Characterization of cytoplasmic actin isolated from Acanthamoeba castellanii by a new method.

Cytoplasmic actin has been isolated from Acanthamoeba castellanii by a new method, employing chromatography on DEAE-cellulose, that improves the yield by more than 20-fold over the previously reported method. This procedure should be particularly useful for isolating actin from cells in which it is present in relatively low concentration because the method does not depend initially on the polymerization of actin or its interaction with myosin. Systematic comparison of the properties of purified Acanthamoeba actin and rabbit skeletal muscle actin shows them to be similar in many ways: viscosity of F-actin, stoichiometry of bound nucleotide, stoichiometry of binding of muscle heavy meromyosin and myosin subfragment 1 in the absence of ATP, and ability to inhibit the KATPase activity of heavy meromyosin. The amino acid compositions of Acanthamoeba and muscle actin are also quite similar, but significant differences, especially the presence of epsilon-N-methyllysines in Acanthamoeba actin, have been confirmed.
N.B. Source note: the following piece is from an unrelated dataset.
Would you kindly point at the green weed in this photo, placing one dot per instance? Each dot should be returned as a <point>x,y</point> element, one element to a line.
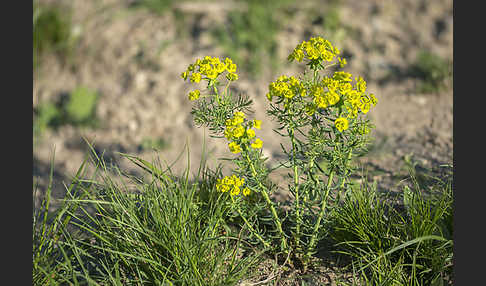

In addition to this structural difference, we find that Acanthamoeba actin is only one-third as effective as muscle actin as an activator of the MgATPase of muscle heavy meromyosin and subfragment 1. For Acanthamoeba actin, as for muscle actin, this activation exhibits hyperbolic dependence on actin concentration; i.e. the double reciprocal plot of ATPase activation versus actin concentration is linear. From these plots we find that the two actins give the same extrapolated ATPase activity at infinite actin concentration (Vmax) but differ by a factor of three in the concentration of actin needed to produce half-maximal activation (Kapp).